First, the if in the for-loop does not behave as you want it to. Remember that after the fork, it returns the child PID in the parent process and 0 in the child. So inside the loop, the first fork assigns a value to child_1_pid in the parent and continues to the second clause. The child does not enter the if but continues to the next for-loop iteration. The very same happens with the second clause. So only the main process should ever be able to enter the body of the if, but no child process. I wonder why the output suggests otherwise.
So to get your "binary tree", you should actually have this:
// COMPLETELY UNTESTED
for(i = 0; i < num_levels; i++){
if (!(child_1_pid = fork()) || !(child_2_pid = fork())) {
printf("\n%d\t%d\t%d\t%d\t%d", i, getpid(), getppid(), child_1_pid, child_2_pid);
// A child process, go on to next iteration.
continue;
}
// A parent process. Wait for children, then stop.
if (child_1_pid) wait();
if (child_2_pid) wait();
break;
}
The strange output of the banners has to do with flushing of streams. Normally, fprintf only flushed on newline (\n), IIRC. So there's still stuff in the buffer after the fork that has not been flushed yet, and each child runs printf("\n"); and thus flushes out the buffer content.
The solution is to either add a "\n" to the end of the very first printf, or call fflush(stdout); before the for loop.
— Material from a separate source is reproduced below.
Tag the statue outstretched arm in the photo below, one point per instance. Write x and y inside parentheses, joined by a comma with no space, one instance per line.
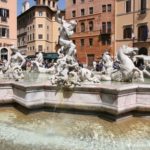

Here's something to try, although I'm a little rusty with this stuff. In the line where you print out your banners:
printf("Level\tProcs\tParent\tChild1\tChild2\nNo.\tID\tID\tID\tID");
It may be that everything after the \n is being left in the ouput buffer, so it's still there when each child is forked. Try adding another \n at the end of that printf, and removing the \n from the beginning of the printf inside the loop.
Replace:
printf("Level\tProcs\tParent\tChild1\tChild2\nNo.\tID\tID\tID\tID");
With:
puts("Level\tProcs\tParent\tChild1\tChild2\nNo.\tID\tID\tID\tID");
Replace:
printf("\n%d\t%d\t%d\t%d\t%d", i, getpid(), getppid(), child_1_pid, child_2_pid);
With:
printf("%d\t%d\t%d\t%d\t%d\n", i, getpid(), getppid(), child_1_pid, child_2_pid);
Remove:
printf("\n");
Read 2.5.1 here:
http://pubs.opengroup.org/onlinepubs/9699919799/functions/V2_chap02.html
Note that after a fork(), two handles exist where one existed before. The application shall ensure that, if both handles can ever be accessed, they are both in a state where the other could become the active handle first. The application shall prepare for a fork() exactly as if it were a change of active handle. (If the only action performed by one of the processes is one of the exec functions or _exit() (not exit()), the handle is never accessed in that process.)
What this means is that, before calling fork you should call fflush on any streams that you intend to use in both processes after the fork.